Here are some of our favorite things to do in the Osa Peninsula of Costa Rica.
Corcovado National Park
The Osa Peninsula is home to the world famous Corcovado National Park. It encompasses the only remaining old growth wet forests on the Pacific coast of Central America, and 13 major ecosystems including lowland rain forest, highland cloud forest, jolillo palm forest, and mangrove swamps, as well as coastal marine and beach habitats in one relatively small area! Here you’ll find some of the most fascinating creatures on earth including scarlet macaws, bull sharks and tapirs. In addition to viewing tons of wildlife, you can also explore deserted beaches, experiencing fabulous hiking, and check out unique marine life.
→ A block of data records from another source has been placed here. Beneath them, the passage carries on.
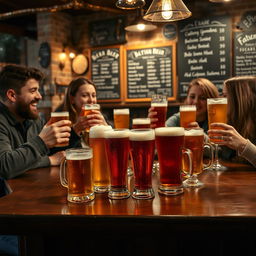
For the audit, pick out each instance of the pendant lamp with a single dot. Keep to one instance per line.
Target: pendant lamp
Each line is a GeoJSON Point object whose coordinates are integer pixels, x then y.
{"type": "Point", "coordinates": [167, 10]}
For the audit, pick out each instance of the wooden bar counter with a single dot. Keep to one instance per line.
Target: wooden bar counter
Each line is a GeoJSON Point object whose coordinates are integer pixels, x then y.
{"type": "Point", "coordinates": [217, 219]}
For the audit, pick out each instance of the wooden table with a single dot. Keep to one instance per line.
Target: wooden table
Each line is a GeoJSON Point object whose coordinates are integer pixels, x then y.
{"type": "Point", "coordinates": [219, 218]}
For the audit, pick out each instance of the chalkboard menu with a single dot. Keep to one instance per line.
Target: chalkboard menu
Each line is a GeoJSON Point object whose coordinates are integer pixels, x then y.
{"type": "Point", "coordinates": [105, 72]}
{"type": "Point", "coordinates": [149, 70]}
{"type": "Point", "coordinates": [204, 51]}
{"type": "Point", "coordinates": [245, 46]}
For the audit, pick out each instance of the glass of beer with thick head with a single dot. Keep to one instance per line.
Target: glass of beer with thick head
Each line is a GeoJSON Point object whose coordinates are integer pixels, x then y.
{"type": "Point", "coordinates": [217, 113]}
{"type": "Point", "coordinates": [194, 140]}
{"type": "Point", "coordinates": [58, 116]}
{"type": "Point", "coordinates": [187, 115]}
{"type": "Point", "coordinates": [142, 147]}
{"type": "Point", "coordinates": [87, 110]}
{"type": "Point", "coordinates": [122, 118]}
{"type": "Point", "coordinates": [100, 167]}
{"type": "Point", "coordinates": [117, 147]}
{"type": "Point", "coordinates": [169, 144]}
{"type": "Point", "coordinates": [160, 103]}
{"type": "Point", "coordinates": [140, 123]}
{"type": "Point", "coordinates": [76, 174]}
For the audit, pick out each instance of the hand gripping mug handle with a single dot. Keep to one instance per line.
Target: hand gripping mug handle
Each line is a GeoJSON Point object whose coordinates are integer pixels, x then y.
{"type": "Point", "coordinates": [63, 173]}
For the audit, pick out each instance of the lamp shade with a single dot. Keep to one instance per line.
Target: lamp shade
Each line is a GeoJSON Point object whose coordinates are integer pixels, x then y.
{"type": "Point", "coordinates": [167, 10]}
{"type": "Point", "coordinates": [130, 4]}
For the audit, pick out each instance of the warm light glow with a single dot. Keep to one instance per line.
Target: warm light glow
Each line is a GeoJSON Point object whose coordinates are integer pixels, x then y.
{"type": "Point", "coordinates": [166, 9]}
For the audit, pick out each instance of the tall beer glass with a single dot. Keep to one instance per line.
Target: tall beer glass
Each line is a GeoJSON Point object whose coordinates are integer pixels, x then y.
{"type": "Point", "coordinates": [142, 144]}
{"type": "Point", "coordinates": [187, 115]}
{"type": "Point", "coordinates": [117, 147]}
{"type": "Point", "coordinates": [58, 116]}
{"type": "Point", "coordinates": [169, 144]}
{"type": "Point", "coordinates": [100, 170]}
{"type": "Point", "coordinates": [159, 102]}
{"type": "Point", "coordinates": [194, 140]}
{"type": "Point", "coordinates": [76, 175]}
{"type": "Point", "coordinates": [140, 123]}
{"type": "Point", "coordinates": [217, 112]}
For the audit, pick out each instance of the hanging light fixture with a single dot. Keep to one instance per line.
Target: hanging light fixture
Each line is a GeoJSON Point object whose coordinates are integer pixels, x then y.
{"type": "Point", "coordinates": [167, 10]}
{"type": "Point", "coordinates": [130, 4]}
{"type": "Point", "coordinates": [140, 25]}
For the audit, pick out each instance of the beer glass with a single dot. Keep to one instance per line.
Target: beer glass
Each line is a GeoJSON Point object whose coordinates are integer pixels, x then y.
{"type": "Point", "coordinates": [217, 112]}
{"type": "Point", "coordinates": [117, 147]}
{"type": "Point", "coordinates": [58, 116]}
{"type": "Point", "coordinates": [187, 115]}
{"type": "Point", "coordinates": [140, 123]}
{"type": "Point", "coordinates": [159, 102]}
{"type": "Point", "coordinates": [142, 146]}
{"type": "Point", "coordinates": [169, 144]}
{"type": "Point", "coordinates": [122, 118]}
{"type": "Point", "coordinates": [87, 110]}
{"type": "Point", "coordinates": [100, 167]}
{"type": "Point", "coordinates": [76, 175]}
{"type": "Point", "coordinates": [194, 140]}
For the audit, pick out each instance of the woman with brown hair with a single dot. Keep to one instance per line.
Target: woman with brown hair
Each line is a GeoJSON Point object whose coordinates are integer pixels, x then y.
{"type": "Point", "coordinates": [240, 132]}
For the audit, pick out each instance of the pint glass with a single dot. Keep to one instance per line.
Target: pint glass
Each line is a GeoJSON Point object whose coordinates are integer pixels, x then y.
{"type": "Point", "coordinates": [87, 110]}
{"type": "Point", "coordinates": [140, 123]}
{"type": "Point", "coordinates": [76, 175]}
{"type": "Point", "coordinates": [194, 140]}
{"type": "Point", "coordinates": [142, 147]}
{"type": "Point", "coordinates": [217, 112]}
{"type": "Point", "coordinates": [58, 116]}
{"type": "Point", "coordinates": [159, 102]}
{"type": "Point", "coordinates": [187, 115]}
{"type": "Point", "coordinates": [169, 143]}
{"type": "Point", "coordinates": [122, 118]}
{"type": "Point", "coordinates": [100, 167]}
{"type": "Point", "coordinates": [117, 147]}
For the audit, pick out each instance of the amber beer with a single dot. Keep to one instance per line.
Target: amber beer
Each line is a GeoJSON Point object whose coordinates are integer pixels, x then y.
{"type": "Point", "coordinates": [87, 110]}
{"type": "Point", "coordinates": [58, 116]}
{"type": "Point", "coordinates": [187, 115]}
{"type": "Point", "coordinates": [142, 148]}
{"type": "Point", "coordinates": [122, 118]}
{"type": "Point", "coordinates": [169, 143]}
{"type": "Point", "coordinates": [77, 175]}
{"type": "Point", "coordinates": [101, 171]}
{"type": "Point", "coordinates": [217, 113]}
{"type": "Point", "coordinates": [140, 123]}
{"type": "Point", "coordinates": [117, 147]}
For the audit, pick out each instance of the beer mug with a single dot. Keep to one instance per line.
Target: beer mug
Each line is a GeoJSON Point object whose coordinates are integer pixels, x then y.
{"type": "Point", "coordinates": [87, 110]}
{"type": "Point", "coordinates": [160, 103]}
{"type": "Point", "coordinates": [169, 144]}
{"type": "Point", "coordinates": [58, 116]}
{"type": "Point", "coordinates": [100, 167]}
{"type": "Point", "coordinates": [122, 118]}
{"type": "Point", "coordinates": [76, 175]}
{"type": "Point", "coordinates": [194, 140]}
{"type": "Point", "coordinates": [187, 115]}
{"type": "Point", "coordinates": [142, 147]}
{"type": "Point", "coordinates": [140, 123]}
{"type": "Point", "coordinates": [117, 147]}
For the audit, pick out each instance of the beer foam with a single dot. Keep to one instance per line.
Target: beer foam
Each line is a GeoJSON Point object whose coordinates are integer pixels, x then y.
{"type": "Point", "coordinates": [217, 101]}
{"type": "Point", "coordinates": [188, 108]}
{"type": "Point", "coordinates": [54, 114]}
{"type": "Point", "coordinates": [117, 133]}
{"type": "Point", "coordinates": [97, 131]}
{"type": "Point", "coordinates": [142, 135]}
{"type": "Point", "coordinates": [170, 131]}
{"type": "Point", "coordinates": [162, 104]}
{"type": "Point", "coordinates": [194, 132]}
{"type": "Point", "coordinates": [141, 121]}
{"type": "Point", "coordinates": [122, 111]}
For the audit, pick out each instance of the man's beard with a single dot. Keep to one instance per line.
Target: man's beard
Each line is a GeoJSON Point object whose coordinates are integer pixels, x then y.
{"type": "Point", "coordinates": [24, 111]}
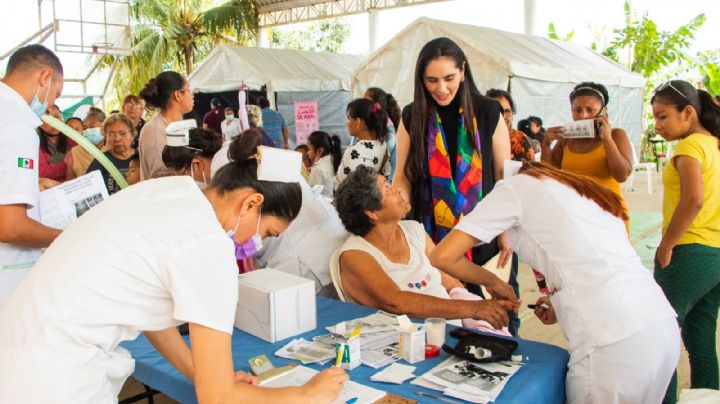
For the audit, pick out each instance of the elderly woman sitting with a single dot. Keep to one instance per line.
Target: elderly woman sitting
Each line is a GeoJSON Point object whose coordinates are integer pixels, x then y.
{"type": "Point", "coordinates": [385, 264]}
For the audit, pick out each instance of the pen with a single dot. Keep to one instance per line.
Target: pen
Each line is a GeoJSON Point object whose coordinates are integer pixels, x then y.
{"type": "Point", "coordinates": [441, 399]}
{"type": "Point", "coordinates": [338, 358]}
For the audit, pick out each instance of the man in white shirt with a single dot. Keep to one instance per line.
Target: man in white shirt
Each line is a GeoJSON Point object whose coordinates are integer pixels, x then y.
{"type": "Point", "coordinates": [33, 81]}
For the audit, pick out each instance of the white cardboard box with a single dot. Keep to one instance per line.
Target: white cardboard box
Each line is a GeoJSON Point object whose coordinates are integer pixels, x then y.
{"type": "Point", "coordinates": [274, 305]}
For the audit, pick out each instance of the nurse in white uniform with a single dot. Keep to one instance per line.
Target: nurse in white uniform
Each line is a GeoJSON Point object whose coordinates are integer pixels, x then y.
{"type": "Point", "coordinates": [149, 258]}
{"type": "Point", "coordinates": [623, 339]}
{"type": "Point", "coordinates": [34, 79]}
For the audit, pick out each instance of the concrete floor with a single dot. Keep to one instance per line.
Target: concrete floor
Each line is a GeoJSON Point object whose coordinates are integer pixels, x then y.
{"type": "Point", "coordinates": [645, 227]}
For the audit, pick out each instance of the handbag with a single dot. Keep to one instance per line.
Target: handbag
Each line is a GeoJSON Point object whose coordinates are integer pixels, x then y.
{"type": "Point", "coordinates": [480, 348]}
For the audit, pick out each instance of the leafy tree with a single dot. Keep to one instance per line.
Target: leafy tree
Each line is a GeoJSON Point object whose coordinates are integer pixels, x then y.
{"type": "Point", "coordinates": [323, 36]}
{"type": "Point", "coordinates": [708, 67]}
{"type": "Point", "coordinates": [649, 50]}
{"type": "Point", "coordinates": [176, 34]}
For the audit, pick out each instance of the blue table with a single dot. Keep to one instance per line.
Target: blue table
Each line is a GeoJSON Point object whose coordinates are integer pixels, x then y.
{"type": "Point", "coordinates": [541, 379]}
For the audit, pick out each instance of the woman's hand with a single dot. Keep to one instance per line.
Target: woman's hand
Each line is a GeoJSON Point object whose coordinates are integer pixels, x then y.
{"type": "Point", "coordinates": [325, 386]}
{"type": "Point", "coordinates": [605, 132]}
{"type": "Point", "coordinates": [663, 255]}
{"type": "Point", "coordinates": [505, 249]}
{"type": "Point", "coordinates": [245, 378]}
{"type": "Point", "coordinates": [502, 291]}
{"type": "Point", "coordinates": [547, 316]}
{"type": "Point", "coordinates": [493, 311]}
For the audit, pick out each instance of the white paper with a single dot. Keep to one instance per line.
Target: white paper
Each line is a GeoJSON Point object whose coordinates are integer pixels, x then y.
{"type": "Point", "coordinates": [279, 165]}
{"type": "Point", "coordinates": [301, 375]}
{"type": "Point", "coordinates": [61, 205]}
{"type": "Point", "coordinates": [511, 167]}
{"type": "Point", "coordinates": [381, 356]}
{"type": "Point", "coordinates": [582, 129]}
{"type": "Point", "coordinates": [483, 380]}
{"type": "Point", "coordinates": [374, 323]}
{"type": "Point", "coordinates": [396, 373]}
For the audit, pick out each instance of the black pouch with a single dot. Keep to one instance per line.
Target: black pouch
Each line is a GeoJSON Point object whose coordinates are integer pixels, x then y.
{"type": "Point", "coordinates": [480, 348]}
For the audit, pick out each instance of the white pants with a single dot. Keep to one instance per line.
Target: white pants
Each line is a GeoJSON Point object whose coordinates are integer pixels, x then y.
{"type": "Point", "coordinates": [634, 370]}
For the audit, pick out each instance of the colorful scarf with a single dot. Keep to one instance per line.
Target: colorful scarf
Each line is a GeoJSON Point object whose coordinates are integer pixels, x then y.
{"type": "Point", "coordinates": [452, 198]}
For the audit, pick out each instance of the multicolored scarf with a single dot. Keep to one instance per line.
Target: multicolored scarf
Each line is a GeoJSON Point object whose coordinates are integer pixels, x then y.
{"type": "Point", "coordinates": [452, 198]}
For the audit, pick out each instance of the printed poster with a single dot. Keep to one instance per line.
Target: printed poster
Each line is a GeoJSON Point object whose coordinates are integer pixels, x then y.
{"type": "Point", "coordinates": [307, 119]}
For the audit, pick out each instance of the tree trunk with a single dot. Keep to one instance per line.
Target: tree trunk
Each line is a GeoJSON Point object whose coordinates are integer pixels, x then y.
{"type": "Point", "coordinates": [187, 51]}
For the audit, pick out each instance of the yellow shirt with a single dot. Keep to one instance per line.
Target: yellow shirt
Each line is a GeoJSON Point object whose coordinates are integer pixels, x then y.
{"type": "Point", "coordinates": [705, 229]}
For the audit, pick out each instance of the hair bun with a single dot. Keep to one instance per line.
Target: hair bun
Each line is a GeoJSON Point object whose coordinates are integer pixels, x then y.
{"type": "Point", "coordinates": [245, 146]}
{"type": "Point", "coordinates": [150, 92]}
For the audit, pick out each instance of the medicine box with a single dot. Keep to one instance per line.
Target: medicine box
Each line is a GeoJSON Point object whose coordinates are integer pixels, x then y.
{"type": "Point", "coordinates": [274, 305]}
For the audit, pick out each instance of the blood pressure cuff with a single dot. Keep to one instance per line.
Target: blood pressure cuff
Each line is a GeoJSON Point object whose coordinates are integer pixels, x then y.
{"type": "Point", "coordinates": [480, 348]}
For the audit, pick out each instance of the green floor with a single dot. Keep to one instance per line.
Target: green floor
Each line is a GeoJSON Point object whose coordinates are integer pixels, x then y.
{"type": "Point", "coordinates": [645, 230]}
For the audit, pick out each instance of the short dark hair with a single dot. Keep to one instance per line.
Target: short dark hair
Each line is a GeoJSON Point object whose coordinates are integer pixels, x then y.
{"type": "Point", "coordinates": [34, 57]}
{"type": "Point", "coordinates": [588, 88]}
{"type": "Point", "coordinates": [536, 120]}
{"type": "Point", "coordinates": [263, 102]}
{"type": "Point", "coordinates": [358, 194]}
{"type": "Point", "coordinates": [202, 142]}
{"type": "Point", "coordinates": [158, 90]}
{"type": "Point", "coordinates": [282, 200]}
{"type": "Point", "coordinates": [497, 93]}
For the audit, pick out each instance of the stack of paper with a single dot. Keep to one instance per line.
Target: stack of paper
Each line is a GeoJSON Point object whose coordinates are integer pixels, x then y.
{"type": "Point", "coordinates": [352, 390]}
{"type": "Point", "coordinates": [395, 373]}
{"type": "Point", "coordinates": [306, 352]}
{"type": "Point", "coordinates": [469, 381]}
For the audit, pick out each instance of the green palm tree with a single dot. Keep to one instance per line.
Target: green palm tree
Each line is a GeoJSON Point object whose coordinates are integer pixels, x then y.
{"type": "Point", "coordinates": [176, 34]}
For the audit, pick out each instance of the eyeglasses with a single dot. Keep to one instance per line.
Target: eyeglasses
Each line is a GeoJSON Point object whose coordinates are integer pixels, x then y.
{"type": "Point", "coordinates": [667, 84]}
{"type": "Point", "coordinates": [122, 133]}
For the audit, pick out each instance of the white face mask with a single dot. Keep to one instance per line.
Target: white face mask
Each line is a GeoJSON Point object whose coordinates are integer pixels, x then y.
{"type": "Point", "coordinates": [201, 184]}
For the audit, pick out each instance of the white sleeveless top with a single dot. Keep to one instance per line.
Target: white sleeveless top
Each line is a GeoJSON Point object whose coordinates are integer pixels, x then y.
{"type": "Point", "coordinates": [417, 275]}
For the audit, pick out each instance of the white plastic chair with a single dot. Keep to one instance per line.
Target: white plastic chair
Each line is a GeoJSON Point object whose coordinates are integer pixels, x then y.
{"type": "Point", "coordinates": [649, 167]}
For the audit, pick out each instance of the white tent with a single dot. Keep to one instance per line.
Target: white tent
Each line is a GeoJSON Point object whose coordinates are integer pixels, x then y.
{"type": "Point", "coordinates": [539, 72]}
{"type": "Point", "coordinates": [288, 76]}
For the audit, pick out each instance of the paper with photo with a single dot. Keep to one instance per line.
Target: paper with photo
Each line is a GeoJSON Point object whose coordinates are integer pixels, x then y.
{"type": "Point", "coordinates": [61, 205]}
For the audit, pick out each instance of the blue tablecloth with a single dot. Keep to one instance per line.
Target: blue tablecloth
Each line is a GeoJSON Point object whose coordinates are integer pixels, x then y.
{"type": "Point", "coordinates": [541, 379]}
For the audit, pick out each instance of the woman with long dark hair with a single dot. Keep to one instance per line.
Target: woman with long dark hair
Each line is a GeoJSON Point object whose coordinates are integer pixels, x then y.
{"type": "Point", "coordinates": [170, 93]}
{"type": "Point", "coordinates": [451, 147]}
{"type": "Point", "coordinates": [687, 262]}
{"type": "Point", "coordinates": [623, 338]}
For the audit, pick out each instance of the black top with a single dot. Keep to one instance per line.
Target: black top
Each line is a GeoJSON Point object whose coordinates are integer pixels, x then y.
{"type": "Point", "coordinates": [487, 112]}
{"type": "Point", "coordinates": [122, 166]}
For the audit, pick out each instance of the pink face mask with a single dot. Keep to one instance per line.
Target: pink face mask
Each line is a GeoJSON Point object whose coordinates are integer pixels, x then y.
{"type": "Point", "coordinates": [250, 247]}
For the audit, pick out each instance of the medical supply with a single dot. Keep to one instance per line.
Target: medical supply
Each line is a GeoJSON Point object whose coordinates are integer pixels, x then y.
{"type": "Point", "coordinates": [435, 331]}
{"type": "Point", "coordinates": [412, 340]}
{"type": "Point", "coordinates": [274, 305]}
{"type": "Point", "coordinates": [348, 351]}
{"type": "Point", "coordinates": [431, 351]}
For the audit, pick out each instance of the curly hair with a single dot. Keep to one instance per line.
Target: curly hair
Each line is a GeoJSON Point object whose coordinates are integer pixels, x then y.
{"type": "Point", "coordinates": [358, 194]}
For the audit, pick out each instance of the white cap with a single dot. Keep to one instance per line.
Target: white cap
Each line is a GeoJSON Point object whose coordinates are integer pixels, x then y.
{"type": "Point", "coordinates": [279, 165]}
{"type": "Point", "coordinates": [178, 133]}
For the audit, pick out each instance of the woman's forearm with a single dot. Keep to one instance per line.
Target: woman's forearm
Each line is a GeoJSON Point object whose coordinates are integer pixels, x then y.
{"type": "Point", "coordinates": [172, 347]}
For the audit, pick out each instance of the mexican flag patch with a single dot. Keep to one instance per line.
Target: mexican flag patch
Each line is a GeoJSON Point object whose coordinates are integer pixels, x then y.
{"type": "Point", "coordinates": [25, 163]}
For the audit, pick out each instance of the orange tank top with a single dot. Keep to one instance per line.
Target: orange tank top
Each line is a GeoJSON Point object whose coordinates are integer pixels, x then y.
{"type": "Point", "coordinates": [593, 164]}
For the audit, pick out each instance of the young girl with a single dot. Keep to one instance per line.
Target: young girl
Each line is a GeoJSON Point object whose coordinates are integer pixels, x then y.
{"type": "Point", "coordinates": [324, 152]}
{"type": "Point", "coordinates": [367, 121]}
{"type": "Point", "coordinates": [687, 262]}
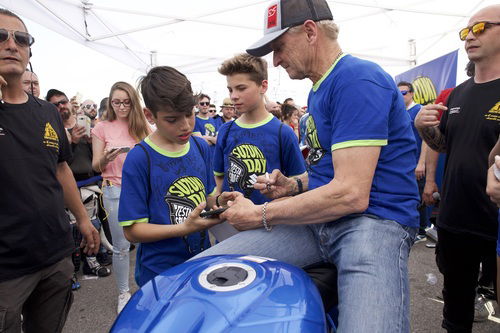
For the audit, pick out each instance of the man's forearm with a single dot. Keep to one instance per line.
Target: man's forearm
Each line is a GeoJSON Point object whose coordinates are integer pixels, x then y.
{"type": "Point", "coordinates": [434, 138]}
{"type": "Point", "coordinates": [300, 184]}
{"type": "Point", "coordinates": [431, 160]}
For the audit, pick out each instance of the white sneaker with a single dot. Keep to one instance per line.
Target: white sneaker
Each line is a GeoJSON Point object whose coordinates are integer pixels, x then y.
{"type": "Point", "coordinates": [122, 301]}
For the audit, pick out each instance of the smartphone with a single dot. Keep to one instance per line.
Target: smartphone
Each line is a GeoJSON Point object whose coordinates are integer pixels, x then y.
{"type": "Point", "coordinates": [84, 121]}
{"type": "Point", "coordinates": [124, 149]}
{"type": "Point", "coordinates": [214, 212]}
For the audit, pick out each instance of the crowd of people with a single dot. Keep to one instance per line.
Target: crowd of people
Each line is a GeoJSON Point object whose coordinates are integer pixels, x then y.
{"type": "Point", "coordinates": [344, 180]}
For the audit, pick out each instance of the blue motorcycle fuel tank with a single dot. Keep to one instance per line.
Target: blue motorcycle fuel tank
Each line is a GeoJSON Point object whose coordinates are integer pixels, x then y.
{"type": "Point", "coordinates": [229, 293]}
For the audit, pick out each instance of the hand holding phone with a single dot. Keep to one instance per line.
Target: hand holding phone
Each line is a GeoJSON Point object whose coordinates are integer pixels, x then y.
{"type": "Point", "coordinates": [213, 212]}
{"type": "Point", "coordinates": [84, 121]}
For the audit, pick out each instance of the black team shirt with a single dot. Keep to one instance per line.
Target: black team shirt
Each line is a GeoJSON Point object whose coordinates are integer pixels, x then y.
{"type": "Point", "coordinates": [34, 229]}
{"type": "Point", "coordinates": [471, 126]}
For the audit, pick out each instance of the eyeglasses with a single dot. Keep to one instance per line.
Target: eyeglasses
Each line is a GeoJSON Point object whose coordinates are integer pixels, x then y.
{"type": "Point", "coordinates": [476, 29]}
{"type": "Point", "coordinates": [90, 106]}
{"type": "Point", "coordinates": [117, 102]}
{"type": "Point", "coordinates": [23, 39]}
{"type": "Point", "coordinates": [61, 102]}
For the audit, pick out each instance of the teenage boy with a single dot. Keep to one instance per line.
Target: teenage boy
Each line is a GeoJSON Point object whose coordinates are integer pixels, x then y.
{"type": "Point", "coordinates": [167, 179]}
{"type": "Point", "coordinates": [256, 142]}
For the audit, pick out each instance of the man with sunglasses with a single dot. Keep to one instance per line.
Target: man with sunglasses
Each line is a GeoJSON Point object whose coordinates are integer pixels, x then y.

Visit An Organic Cacao Farm
One my family’s favorite experiences in Costa Rica was touring a working cacao plantation. We wandered through the secondary forest, where the cacao trees thrive, got our hands dirty opening the pods, and watching the smoky aroma of freshly roasting cacao beans. Of course, tasting the final result was also a highlight!
But aside from the tasty end result, cacao also holds historical importance in Costa Rica and the region. Before the Europeans arrived in the Americas on the hunt for gold, the region’s indigenous people used cacao as currency. The Incas, the Aztecs and Costa Rica’s Chorotega people all used cacao as currency over the years. For them, it was worth as much as gold!
Consider including a private tour of Finca Kobo, a local organic chocolate operation, while you’re in the Osa Peninsula for a unique, and educational, experience.
Dolphin and Whale Watching
The warm, crystal clear waters just off the Osa Peninsula are home to a variety of whale and dolphin species. Thanks to very little water traffic and warm water temperatures year round, it’s possible to see dolphins and other marine life almost any time of the year. More specifically, the Costa Rican Thermal Convection, or Dome, is a shallow warm current that lies above low oxygen and cold currents making the water swell up, creating the ideal ecosystem for the survival of marine wildlife and providing a never ending source of food for whales and dolphins.
Don’t miss the opportunity to view humpback, pilot and false killer whales, or spotted, bottlenose and spinner dolphins in the Osa Peninsula!